Sid Meier’s Memoir!: A Life in Computer Games

The Civilization series is easily one of my favorite video games of all time. (See here, here, here, here and here). I have very fond memories of talking to my middle school teacher about various strategies to utilize within Civ I and I still vividly remember the wickedly cool box art.

So, it’s no surprise that I’d dig into the memoir of the man who created the games himself, Sid Meier.

It’s a nerdy trip through early computer gaming history and fostered a bunch of nostalgia for old DOS games that I used to play. It’s also a fantastic romp through the mind of a game designer.

There were a number of fun little quotes and life lessons, as well:

“I think that in life, as in game design, you have to find the fun.
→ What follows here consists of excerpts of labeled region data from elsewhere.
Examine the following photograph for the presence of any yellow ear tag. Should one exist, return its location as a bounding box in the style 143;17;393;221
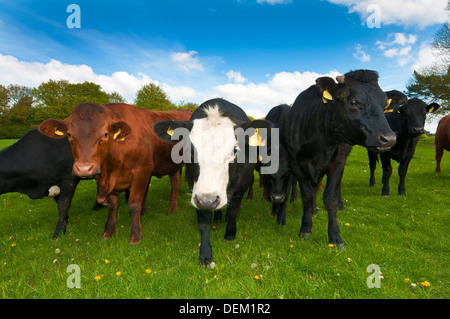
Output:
384;99;392;110
322;90;333;103
113;128;124;141
248;128;266;146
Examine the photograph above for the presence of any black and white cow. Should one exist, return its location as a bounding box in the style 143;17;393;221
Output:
368;96;439;195
0;128;80;238
154;99;271;264
284;70;395;248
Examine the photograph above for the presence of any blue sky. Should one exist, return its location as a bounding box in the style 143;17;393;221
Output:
0;0;449;126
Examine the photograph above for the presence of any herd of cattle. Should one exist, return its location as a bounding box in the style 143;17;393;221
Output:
0;70;450;264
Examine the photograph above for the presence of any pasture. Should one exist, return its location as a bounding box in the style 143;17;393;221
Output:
0;137;450;299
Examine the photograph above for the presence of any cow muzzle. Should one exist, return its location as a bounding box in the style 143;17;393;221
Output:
192;194;220;209
72;163;100;178
367;132;397;153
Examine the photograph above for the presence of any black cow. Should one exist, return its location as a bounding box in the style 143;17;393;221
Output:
154;99;271;264
368;96;439;195
260;104;297;225
284;70;395;249
0;128;80;238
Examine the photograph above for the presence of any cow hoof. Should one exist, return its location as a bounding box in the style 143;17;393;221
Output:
225;235;236;241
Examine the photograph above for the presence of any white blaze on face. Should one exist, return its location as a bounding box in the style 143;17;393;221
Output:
189;107;237;209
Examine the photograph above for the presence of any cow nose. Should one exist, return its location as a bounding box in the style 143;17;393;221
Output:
270;194;285;204
379;132;397;148
411;127;423;135
73;163;95;177
194;194;220;209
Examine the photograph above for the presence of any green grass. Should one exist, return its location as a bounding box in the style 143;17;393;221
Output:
0;140;450;299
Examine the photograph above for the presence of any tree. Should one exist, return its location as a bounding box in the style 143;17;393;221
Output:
406;16;450;114
134;83;176;111
33;80;112;122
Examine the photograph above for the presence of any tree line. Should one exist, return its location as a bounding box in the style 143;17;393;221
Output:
0;80;197;139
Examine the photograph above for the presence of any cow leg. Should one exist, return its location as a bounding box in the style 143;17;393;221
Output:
197;209;212;265
323;166;344;249
53;180;79;239
380;156;392;196
102;194;119;239
167;170;181;215
299;177;316;238
435;143;444;174
398;157;412;196
277;202;286;226
225;196;242;241
367;150;378;186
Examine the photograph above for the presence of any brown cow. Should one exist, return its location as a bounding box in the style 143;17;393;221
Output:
434;114;450;173
39;103;192;244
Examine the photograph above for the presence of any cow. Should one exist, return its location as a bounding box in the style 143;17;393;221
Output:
0;128;80;238
434;114;450;173
260;104;297;226
368;98;440;196
154;98;271;265
284;70;396;249
39;103;192;244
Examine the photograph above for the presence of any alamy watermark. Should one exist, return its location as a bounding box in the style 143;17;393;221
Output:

There is joy out there waiting to be discovered, but it might not be where you expected. You can’t decide what something’s going to be before you embark on it, and you shouldn’t stick with a bad idea just because you’re fond of it. Take action as quickly and repeatedly as possible, take advantage of what you already know, and take liberties with tradition. But most importantly, take the time to appreciate the possibilities, and make sure all of your decisions are interesting ones.”

Book Review: Empire of Pain by Patrick Radden Keefe

What a fantastic book about a horrible family.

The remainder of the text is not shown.